I also never watch Fox News (see above re: fair and not boring), so I probably would have missed Bernie Goldberg's comments if not for Jon Stewart last night. The topic was Sarah Palin, or more precisely the media reaction to Sarah Palin. The part that jumped out at me came at about 6:15 in the show.
If you don't feel like sitting through that, here's the money quote from Mister Goldberg:
"She [Palin] has five kids. Liberals don't have five kids. One of them has Down Syndrome. Liberals certainly don't allow THAT to happen."
So let me strip this of politics for a moment, because I find it equally distasteful when people of any political stripe do this, and I try (with admittedly varying degrees of success, I'm sure, so call me a hypocrite if you like) to avoid doing it myself. But let me just state something that would seem to be torn right from the pages of The Encyclopedia of No Shit.

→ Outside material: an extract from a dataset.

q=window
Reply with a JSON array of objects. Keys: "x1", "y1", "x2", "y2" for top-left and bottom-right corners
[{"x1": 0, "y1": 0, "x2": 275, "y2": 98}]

Families of kids with disabilities are not here to serve as your political talking points.
Whether or not you are a good parent to a child with a disability has nothing to do with your politics. Conservatives have broken children, liberals have broken children, and we all do the best that we can.
Conservative politicians say stupid things ("How does special education, $6 billion dollars, stimulate the economy?" - Sen. John Kyl), and so do liberals (President Obama's idiotic joke about the Special Olympics). If there's one thing I think we can all agree on, it's that neither party has been particularly sensitive to the needs of the disability community, not when it comes to actually doing something besides talking pretty. If you are in public office and your last name isn't "Kennedy", chances are, you haven't done enough to help these kids.
Perhaps I'm just not looking hard enough, but I can't find any information online that suggests that Bernie Goldberg has any particular expertise regarding children with disabilities. I felt pretty confident, therefore, in sending a message to Bernie via Twitter, one that I am absolutely 100% certain will fall on deaf ears.
"Please politicize your own kids, not ours."